3. “What cloud options are available for my workloads?”
After profiling the performance of each workload in your infrastructure, you’ll need to understand all of the compute and storage options available in the cloud. Cloud service providers provide multiple options to accommodate different use cases. These options include different combinations of CPU, memory, storage, and capacity to provide the optimal resources for all applications - and there are million of potential configurations. Understanding all of the options that are available is an essential step to being able to choose the right combination for each workload.
4. “What are the optimal settings for my performance targets?”
Now that your workload is characterized and you’re aware of the world of cloud options, the next step is to find matching infrastructure settings in the cloud (i.e. type of compute instances, storage volumes and throughput) and test them against performance goals. Essentially, project workload characteristics on every single available compute and storage option to see if performance targets are matched. The best practice is to run interactive, what-if scenarios against available cloud configuration options to identify the option that will deliver the performance and cost you’re seeking. This task involves data analysis, performance benchmarking, and predictive analytics. Without automation, it’s incredibly complex and time-consuming.
5. “Which pricing plan is right for me?”
After identifying the best compute and storage options in the cloud for each workload, the next step is to consider the different pricing plan options. For example, AWS offers an on-demand pricing plan and different types of reservation plans. Reserved Instance (RI) plans range from no up-front 1-year to 3-year all up-front RIs and can provide savings from 15% all the way up to 75% on top of on-demand pricing. Microsoft Azure offers pay-as-you-go subscriptions, and you can receive additional discounts based on your enterprise agreements. Meanwhile, Google offers a sustained usage model. If you know your performance profile, you will be able to identify the pricing plan that is extremely well-matched to your specific needs, which can help you cut costs significantly.
6. What’s the bottom line?
After answering questions one through five, organizations will know what they have in their infrastructure, their workload characteristics, their best options in the cloud, and their best pricing plan.
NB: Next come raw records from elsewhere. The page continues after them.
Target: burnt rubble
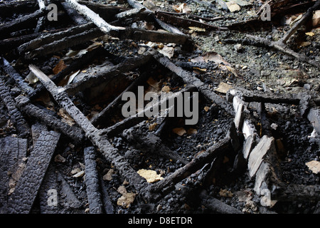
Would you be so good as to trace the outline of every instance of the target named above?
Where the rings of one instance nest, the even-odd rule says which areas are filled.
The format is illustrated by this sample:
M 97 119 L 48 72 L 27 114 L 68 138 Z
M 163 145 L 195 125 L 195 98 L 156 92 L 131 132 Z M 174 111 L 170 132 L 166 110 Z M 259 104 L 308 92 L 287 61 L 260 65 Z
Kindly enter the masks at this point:
M 242 86 L 240 67 L 199 51 L 188 32 L 228 34 L 233 46 L 228 36 L 257 19 L 215 25 L 218 17 L 117 2 L 0 3 L 0 212 L 319 213 L 319 88 Z M 58 22 L 47 18 L 50 4 Z M 289 42 L 319 4 L 279 41 L 252 33 L 233 51 L 262 44 L 319 73 L 319 61 Z M 123 95 L 139 88 L 164 101 L 124 117 Z M 184 104 L 198 99 L 196 124 L 186 125 L 186 113 L 169 116 L 176 105 L 143 115 L 180 94 Z

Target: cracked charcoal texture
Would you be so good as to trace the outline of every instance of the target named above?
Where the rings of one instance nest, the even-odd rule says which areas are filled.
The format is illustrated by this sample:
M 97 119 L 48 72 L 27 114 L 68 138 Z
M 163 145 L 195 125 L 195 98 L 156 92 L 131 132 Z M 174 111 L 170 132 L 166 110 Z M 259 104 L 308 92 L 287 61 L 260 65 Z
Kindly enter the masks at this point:
M 85 185 L 90 214 L 102 214 L 102 202 L 99 189 L 99 177 L 95 148 L 85 148 Z
M 6 104 L 11 120 L 15 124 L 21 136 L 24 138 L 24 136 L 29 135 L 30 128 L 20 110 L 16 107 L 16 102 L 11 97 L 9 89 L 4 84 L 1 78 L 0 78 L 0 99 Z
M 28 115 L 36 118 L 44 123 L 47 126 L 53 128 L 64 135 L 70 137 L 77 142 L 82 141 L 84 135 L 81 129 L 75 126 L 70 126 L 62 122 L 57 118 L 48 115 L 45 110 L 33 105 L 29 99 L 23 96 L 18 96 L 16 98 L 18 107 L 25 112 Z
M 0 212 L 5 208 L 9 191 L 9 174 L 14 173 L 22 161 L 26 157 L 28 141 L 14 137 L 0 139 Z
M 26 167 L 9 200 L 8 212 L 29 213 L 60 138 L 54 131 L 43 131 Z

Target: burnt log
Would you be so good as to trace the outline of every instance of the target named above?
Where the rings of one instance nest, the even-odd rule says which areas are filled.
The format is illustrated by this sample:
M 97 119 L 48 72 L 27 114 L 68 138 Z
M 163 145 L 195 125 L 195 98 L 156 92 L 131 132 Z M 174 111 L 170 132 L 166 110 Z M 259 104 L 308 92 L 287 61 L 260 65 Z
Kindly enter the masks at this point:
M 59 139 L 60 134 L 54 131 L 42 132 L 9 200 L 8 212 L 30 213 Z
M 23 95 L 17 97 L 16 101 L 17 106 L 28 116 L 36 118 L 48 127 L 70 137 L 78 143 L 83 141 L 84 135 L 81 129 L 75 126 L 71 127 L 62 122 L 58 118 L 48 114 L 46 110 L 33 105 L 29 99 Z
M 11 120 L 16 125 L 18 132 L 22 137 L 28 136 L 31 133 L 28 123 L 20 110 L 16 107 L 16 102 L 10 94 L 10 90 L 0 78 L 0 99 L 4 103 L 10 115 Z
M 115 168 L 120 175 L 144 195 L 147 186 L 146 181 L 134 171 L 123 156 L 119 154 L 118 150 L 111 145 L 105 135 L 101 135 L 101 131 L 95 128 L 83 113 L 75 107 L 63 88 L 57 87 L 46 75 L 36 66 L 31 65 L 29 68 L 51 93 L 57 103 L 65 109 L 67 113 L 85 132 L 87 137 L 94 145 L 99 148 L 100 152 L 107 160 L 114 164 Z
M 99 176 L 95 162 L 95 151 L 93 147 L 85 148 L 85 185 L 89 212 L 90 214 L 102 213 L 102 202 L 99 191 Z

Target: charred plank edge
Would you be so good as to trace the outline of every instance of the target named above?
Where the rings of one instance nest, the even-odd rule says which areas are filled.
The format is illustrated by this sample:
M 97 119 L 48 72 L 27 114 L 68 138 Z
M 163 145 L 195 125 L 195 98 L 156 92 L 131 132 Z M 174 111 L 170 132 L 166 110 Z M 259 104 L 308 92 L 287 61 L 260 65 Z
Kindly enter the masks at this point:
M 18 96 L 16 98 L 16 102 L 19 109 L 28 116 L 36 118 L 47 126 L 62 133 L 78 143 L 83 142 L 84 134 L 81 129 L 75 126 L 71 127 L 53 115 L 48 114 L 40 108 L 33 105 L 30 100 L 25 96 Z
M 14 31 L 16 29 L 27 26 L 33 21 L 36 21 L 38 17 L 43 16 L 44 11 L 38 9 L 36 11 L 26 16 L 21 16 L 14 21 L 6 23 L 0 26 L 1 37 L 4 38 L 7 36 L 10 32 Z
M 102 213 L 102 202 L 99 191 L 99 176 L 95 162 L 95 147 L 84 150 L 85 165 L 85 185 L 90 214 Z
M 229 114 L 233 115 L 235 115 L 235 111 L 233 107 L 231 107 L 226 100 L 213 92 L 212 89 L 208 88 L 208 86 L 203 83 L 200 79 L 193 77 L 189 72 L 186 71 L 181 67 L 176 66 L 169 60 L 169 58 L 164 56 L 158 51 L 152 51 L 152 53 L 153 57 L 159 63 L 180 76 L 186 84 L 196 86 L 209 100 L 212 100 L 213 103 L 219 105 Z
M 98 14 L 87 8 L 85 5 L 82 5 L 75 0 L 65 0 L 72 8 L 77 10 L 79 14 L 83 15 L 87 19 L 93 22 L 103 33 L 109 34 L 112 31 L 117 31 L 119 30 L 125 29 L 123 27 L 114 26 L 107 23 Z
M 16 125 L 18 131 L 23 136 L 28 136 L 31 135 L 31 130 L 28 123 L 24 119 L 22 113 L 16 107 L 16 101 L 14 98 L 11 97 L 10 94 L 10 90 L 8 87 L 6 87 L 4 81 L 0 77 L 0 99 L 6 105 L 9 113 L 11 117 L 11 120 Z
M 30 212 L 59 138 L 60 134 L 54 131 L 41 133 L 9 200 L 10 213 Z
M 9 75 L 18 84 L 18 86 L 26 94 L 33 92 L 33 88 L 23 80 L 21 76 L 16 71 L 14 67 L 10 65 L 8 61 L 0 57 L 0 66 L 4 70 L 4 72 Z
M 171 175 L 150 186 L 149 191 L 151 192 L 159 192 L 167 187 L 173 187 L 174 184 L 188 177 L 203 167 L 206 163 L 211 162 L 217 156 L 230 150 L 231 147 L 230 143 L 230 138 L 229 136 L 225 137 L 221 141 L 210 147 L 206 152 L 193 158 L 191 162 L 185 166 L 176 170 Z
M 46 75 L 36 66 L 30 65 L 29 68 L 51 93 L 58 103 L 65 109 L 67 113 L 85 132 L 87 138 L 94 145 L 100 149 L 100 152 L 105 157 L 107 160 L 114 164 L 114 167 L 119 174 L 125 177 L 142 196 L 145 196 L 145 190 L 148 186 L 146 180 L 134 171 L 128 161 L 119 155 L 118 150 L 111 145 L 105 135 L 100 135 L 100 130 L 95 128 L 83 113 L 75 107 L 65 90 L 61 87 L 57 87 Z

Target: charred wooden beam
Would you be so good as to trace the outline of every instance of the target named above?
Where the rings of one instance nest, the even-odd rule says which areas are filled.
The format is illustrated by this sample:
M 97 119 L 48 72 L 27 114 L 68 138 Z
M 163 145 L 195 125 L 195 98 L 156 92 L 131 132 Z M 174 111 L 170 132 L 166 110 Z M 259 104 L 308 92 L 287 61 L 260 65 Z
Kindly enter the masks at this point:
M 84 135 L 81 129 L 75 126 L 71 127 L 62 122 L 58 118 L 48 114 L 46 110 L 33 105 L 29 99 L 23 95 L 18 96 L 16 98 L 16 101 L 19 109 L 26 113 L 28 116 L 39 120 L 49 128 L 52 128 L 53 129 L 63 133 L 65 135 L 70 137 L 76 142 L 83 141 Z
M 4 39 L 8 37 L 11 32 L 15 31 L 16 30 L 28 28 L 30 24 L 43 16 L 44 11 L 41 9 L 38 9 L 36 11 L 26 16 L 21 16 L 14 21 L 6 23 L 0 26 L 0 38 Z
M 31 134 L 28 123 L 24 119 L 20 110 L 16 107 L 16 102 L 10 94 L 9 89 L 4 85 L 0 78 L 0 99 L 4 103 L 10 115 L 11 120 L 22 137 L 28 136 Z
M 0 212 L 6 213 L 6 206 L 14 186 L 18 181 L 27 157 L 28 140 L 8 136 L 0 139 Z M 11 184 L 11 185 L 10 185 Z
M 320 185 L 287 185 L 277 190 L 272 199 L 282 202 L 320 200 Z
M 161 139 L 154 134 L 143 135 L 132 130 L 129 133 L 126 133 L 125 135 L 127 140 L 133 144 L 139 144 L 139 148 L 148 154 L 154 153 L 159 156 L 171 159 L 175 162 L 178 161 L 183 165 L 187 164 L 182 156 L 166 147 Z
M 151 55 L 146 53 L 141 57 L 129 58 L 111 68 L 100 72 L 97 75 L 91 76 L 89 78 L 84 79 L 78 83 L 65 86 L 65 91 L 73 95 L 80 91 L 84 91 L 88 88 L 95 88 L 101 85 L 104 81 L 107 81 L 121 73 L 132 71 L 146 63 L 151 58 Z
M 21 76 L 16 71 L 12 66 L 8 62 L 8 61 L 0 57 L 0 66 L 4 69 L 6 73 L 9 74 L 18 84 L 18 86 L 26 94 L 29 94 L 33 92 L 33 88 L 30 87 L 29 85 L 24 81 Z
M 40 48 L 26 53 L 24 58 L 31 59 L 35 56 L 45 56 L 46 55 L 60 51 L 67 48 L 90 41 L 97 37 L 104 36 L 104 33 L 97 28 L 91 28 L 80 33 L 65 37 L 50 43 L 45 44 Z
M 201 204 L 218 214 L 243 214 L 240 210 L 224 203 L 223 202 L 213 197 L 203 191 L 200 194 Z
M 85 185 L 90 214 L 102 213 L 102 202 L 99 191 L 99 177 L 95 162 L 95 151 L 93 147 L 84 150 L 85 165 Z
M 20 46 L 18 48 L 18 51 L 20 54 L 22 54 L 26 51 L 37 49 L 44 45 L 63 39 L 66 37 L 81 33 L 93 28 L 95 28 L 95 25 L 93 24 L 93 23 L 87 23 L 84 25 L 71 27 L 65 31 L 42 36 L 38 38 L 36 38 Z
M 73 61 L 63 71 L 52 77 L 51 80 L 55 83 L 58 83 L 63 78 L 68 76 L 70 73 L 82 69 L 85 66 L 89 63 L 92 63 L 97 56 L 107 55 L 107 51 L 102 47 L 98 47 L 90 51 L 87 52 L 80 57 L 73 59 Z M 29 93 L 28 98 L 33 100 L 37 96 L 40 95 L 44 91 L 45 87 L 42 85 L 34 90 L 33 93 Z
M 278 45 L 285 44 L 288 39 L 299 29 L 299 28 L 306 23 L 306 21 L 312 16 L 314 11 L 319 9 L 319 7 L 320 0 L 318 0 L 312 7 L 310 7 L 307 10 L 301 19 L 299 20 L 299 21 L 297 22 L 280 40 L 277 41 L 276 43 Z
M 128 161 L 119 155 L 118 150 L 111 145 L 105 135 L 100 135 L 101 131 L 95 128 L 83 113 L 75 107 L 63 88 L 57 87 L 46 75 L 36 66 L 31 65 L 29 68 L 51 93 L 58 103 L 65 109 L 67 113 L 85 132 L 86 135 L 93 145 L 99 148 L 100 152 L 105 157 L 107 160 L 114 164 L 114 167 L 120 175 L 125 177 L 130 185 L 132 185 L 144 196 L 148 185 L 146 180 L 134 171 Z
M 83 16 L 80 15 L 76 10 L 71 8 L 69 4 L 66 2 L 61 2 L 61 5 L 65 9 L 65 12 L 71 18 L 71 19 L 78 25 L 82 25 L 87 24 L 87 21 L 85 20 Z
M 80 14 L 83 15 L 87 19 L 93 22 L 102 32 L 106 34 L 111 34 L 112 31 L 125 29 L 123 27 L 114 26 L 107 23 L 99 15 L 82 5 L 75 0 L 65 0 L 65 1 L 74 9 L 77 10 Z
M 59 138 L 60 134 L 54 131 L 41 133 L 9 200 L 8 212 L 27 214 L 31 212 Z
M 191 73 L 184 71 L 181 67 L 176 66 L 167 57 L 157 52 L 152 52 L 154 58 L 164 67 L 167 68 L 177 76 L 181 77 L 183 81 L 190 86 L 193 86 L 198 88 L 209 100 L 219 105 L 225 111 L 231 115 L 234 115 L 235 112 L 233 107 L 227 102 L 227 100 L 212 90 L 207 85 L 203 83 L 200 79 L 192 76 Z
M 227 136 L 223 140 L 210 147 L 206 152 L 194 157 L 185 166 L 176 170 L 171 175 L 150 186 L 150 192 L 151 194 L 152 192 L 165 193 L 174 187 L 174 185 L 200 170 L 206 164 L 211 162 L 215 157 L 230 150 L 233 150 L 231 140 L 230 137 Z

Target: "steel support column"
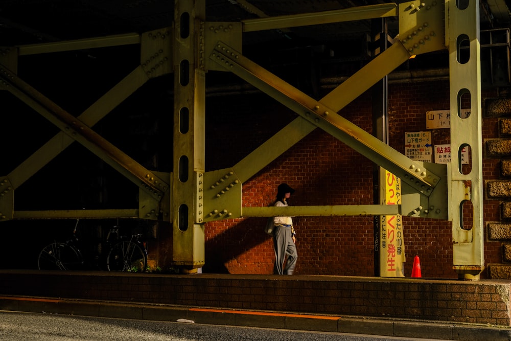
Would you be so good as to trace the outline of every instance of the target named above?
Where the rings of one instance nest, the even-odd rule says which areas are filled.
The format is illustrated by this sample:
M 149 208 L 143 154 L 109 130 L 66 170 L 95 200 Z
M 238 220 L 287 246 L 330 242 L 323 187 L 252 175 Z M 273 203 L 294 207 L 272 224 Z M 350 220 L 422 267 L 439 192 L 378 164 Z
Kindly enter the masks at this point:
M 446 2 L 451 93 L 451 156 L 448 175 L 453 264 L 460 279 L 476 280 L 484 266 L 479 9 L 477 0 Z M 461 109 L 468 106 L 468 102 L 470 115 L 465 117 L 461 115 Z M 470 169 L 466 169 L 467 165 L 461 163 L 464 148 L 469 149 Z
M 173 263 L 194 270 L 204 263 L 202 183 L 205 148 L 204 0 L 176 0 L 174 32 Z

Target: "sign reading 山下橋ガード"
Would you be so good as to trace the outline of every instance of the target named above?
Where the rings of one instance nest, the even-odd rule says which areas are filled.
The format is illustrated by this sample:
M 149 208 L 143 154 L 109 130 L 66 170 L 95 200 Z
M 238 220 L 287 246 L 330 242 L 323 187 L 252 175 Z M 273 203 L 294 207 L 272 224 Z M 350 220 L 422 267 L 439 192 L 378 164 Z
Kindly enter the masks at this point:
M 405 133 L 405 155 L 415 161 L 433 161 L 431 131 Z

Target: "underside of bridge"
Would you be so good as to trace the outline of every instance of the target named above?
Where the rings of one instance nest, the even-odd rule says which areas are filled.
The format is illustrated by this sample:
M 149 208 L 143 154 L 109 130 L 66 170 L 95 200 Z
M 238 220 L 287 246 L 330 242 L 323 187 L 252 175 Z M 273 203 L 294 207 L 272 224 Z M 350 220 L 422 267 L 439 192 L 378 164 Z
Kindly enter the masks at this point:
M 502 0 L 3 1 L 0 221 L 167 223 L 173 263 L 193 269 L 204 262 L 208 222 L 275 215 L 433 218 L 453 222 L 454 268 L 462 278 L 477 279 L 484 265 L 481 37 L 507 29 L 508 46 L 509 19 Z M 453 152 L 447 165 L 413 160 L 390 148 L 384 122 L 371 134 L 337 113 L 372 87 L 384 88 L 390 73 L 410 63 L 419 73 L 448 70 Z M 335 66 L 320 76 L 318 64 Z M 290 75 L 293 83 L 284 80 Z M 319 79 L 328 77 L 338 81 L 320 96 Z M 233 81 L 239 78 L 244 85 Z M 173 101 L 158 98 L 152 91 L 157 88 Z M 205 99 L 233 89 L 257 89 L 296 117 L 237 163 L 210 169 Z M 137 99 L 126 104 L 130 97 Z M 377 103 L 382 117 L 385 100 L 382 95 Z M 461 113 L 467 102 L 468 116 Z M 130 120 L 108 116 L 133 106 Z M 145 116 L 148 106 L 161 115 Z M 162 127 L 165 140 L 155 132 Z M 401 179 L 400 204 L 244 207 L 243 184 L 317 128 Z M 128 128 L 135 133 L 121 143 L 120 132 Z M 467 148 L 468 171 L 461 163 Z M 54 159 L 66 170 L 51 168 Z M 88 175 L 102 179 L 94 198 L 76 190 L 86 180 L 72 175 L 83 170 L 74 165 L 84 167 L 84 160 Z M 118 177 L 107 183 L 102 172 L 111 170 Z M 106 198 L 109 186 L 123 189 Z

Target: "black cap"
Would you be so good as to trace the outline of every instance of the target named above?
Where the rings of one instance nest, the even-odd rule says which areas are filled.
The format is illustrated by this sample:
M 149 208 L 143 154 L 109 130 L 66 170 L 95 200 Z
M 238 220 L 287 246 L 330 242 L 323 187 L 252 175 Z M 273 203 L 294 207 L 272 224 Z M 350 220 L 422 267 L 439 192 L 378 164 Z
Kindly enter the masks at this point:
M 294 190 L 291 188 L 287 184 L 281 184 L 277 188 L 278 193 L 286 194 L 290 193 L 291 194 L 294 193 Z

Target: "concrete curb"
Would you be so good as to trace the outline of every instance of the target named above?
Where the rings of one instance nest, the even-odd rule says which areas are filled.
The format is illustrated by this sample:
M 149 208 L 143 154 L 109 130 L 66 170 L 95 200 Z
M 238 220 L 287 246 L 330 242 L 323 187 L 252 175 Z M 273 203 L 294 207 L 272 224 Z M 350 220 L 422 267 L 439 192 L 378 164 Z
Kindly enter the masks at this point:
M 467 341 L 511 341 L 511 328 L 356 316 L 234 310 L 19 296 L 0 297 L 0 310 L 147 321 Z

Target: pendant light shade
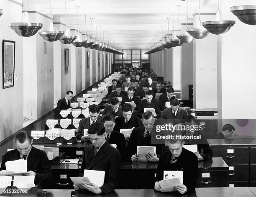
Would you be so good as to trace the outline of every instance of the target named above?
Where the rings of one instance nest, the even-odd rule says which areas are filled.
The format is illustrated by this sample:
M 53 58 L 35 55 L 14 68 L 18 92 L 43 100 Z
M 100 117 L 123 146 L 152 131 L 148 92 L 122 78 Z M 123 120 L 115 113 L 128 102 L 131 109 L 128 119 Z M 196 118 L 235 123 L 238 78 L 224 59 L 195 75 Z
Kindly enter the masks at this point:
M 231 7 L 230 10 L 244 23 L 256 25 L 256 5 Z

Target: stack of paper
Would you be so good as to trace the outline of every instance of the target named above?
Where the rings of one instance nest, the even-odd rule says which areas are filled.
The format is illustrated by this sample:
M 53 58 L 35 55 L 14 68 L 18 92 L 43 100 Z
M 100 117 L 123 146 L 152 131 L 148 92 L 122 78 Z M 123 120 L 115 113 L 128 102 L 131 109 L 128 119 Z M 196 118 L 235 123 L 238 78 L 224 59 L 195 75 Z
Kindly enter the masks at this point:
M 76 128 L 78 128 L 79 122 L 81 120 L 82 118 L 74 118 L 73 119 L 73 125 L 74 125 Z
M 148 161 L 145 155 L 150 153 L 152 154 L 156 153 L 155 146 L 137 146 L 137 154 L 138 155 L 139 161 Z
M 38 139 L 41 137 L 44 137 L 44 130 L 31 130 L 31 136 L 33 139 Z
M 63 128 L 66 128 L 71 124 L 71 119 L 61 119 L 60 125 Z
M 46 125 L 49 128 L 54 127 L 55 125 L 58 124 L 58 120 L 48 119 L 46 120 Z

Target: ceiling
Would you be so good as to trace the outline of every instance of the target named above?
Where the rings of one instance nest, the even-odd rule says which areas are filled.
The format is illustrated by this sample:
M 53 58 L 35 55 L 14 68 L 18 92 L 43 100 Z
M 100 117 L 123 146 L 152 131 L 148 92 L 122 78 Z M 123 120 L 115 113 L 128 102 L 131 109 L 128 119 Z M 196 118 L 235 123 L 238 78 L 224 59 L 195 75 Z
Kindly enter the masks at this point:
M 217 10 L 217 0 L 201 1 L 202 13 L 214 13 Z M 189 0 L 188 3 L 189 23 L 192 23 L 193 14 L 198 12 L 199 0 Z M 28 11 L 36 10 L 50 15 L 50 0 L 26 0 L 26 4 Z M 167 17 L 170 18 L 171 31 L 172 13 L 174 30 L 178 29 L 177 5 L 182 5 L 180 24 L 185 23 L 187 0 L 67 0 L 67 23 L 71 28 L 78 28 L 84 33 L 86 14 L 87 34 L 91 34 L 89 18 L 93 18 L 94 36 L 97 25 L 99 38 L 98 26 L 101 25 L 102 40 L 102 31 L 107 31 L 120 49 L 147 49 L 154 34 L 161 30 L 161 25 L 166 25 L 167 33 Z M 76 5 L 80 5 L 78 22 Z M 64 23 L 65 0 L 51 0 L 51 7 L 54 21 Z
Armed with this knowledge, it’s possible to calculate cloud cost, predict cloud performance, and confidently make the decision to move to the cloud and begin migration planning.
Finding answers to these initial questions during is a great starting point for beginning the cloud journey. The answers are important reference points for building a business case to move to the cloud, assessing cloud readiness, and planning migration. It can be a tough exercise, requiring a thorough understanding of your own environment and workloads, along with the options that are available through cloud service providers. The good news is that automated analytics can significantly improve the ease and accuracy of this process.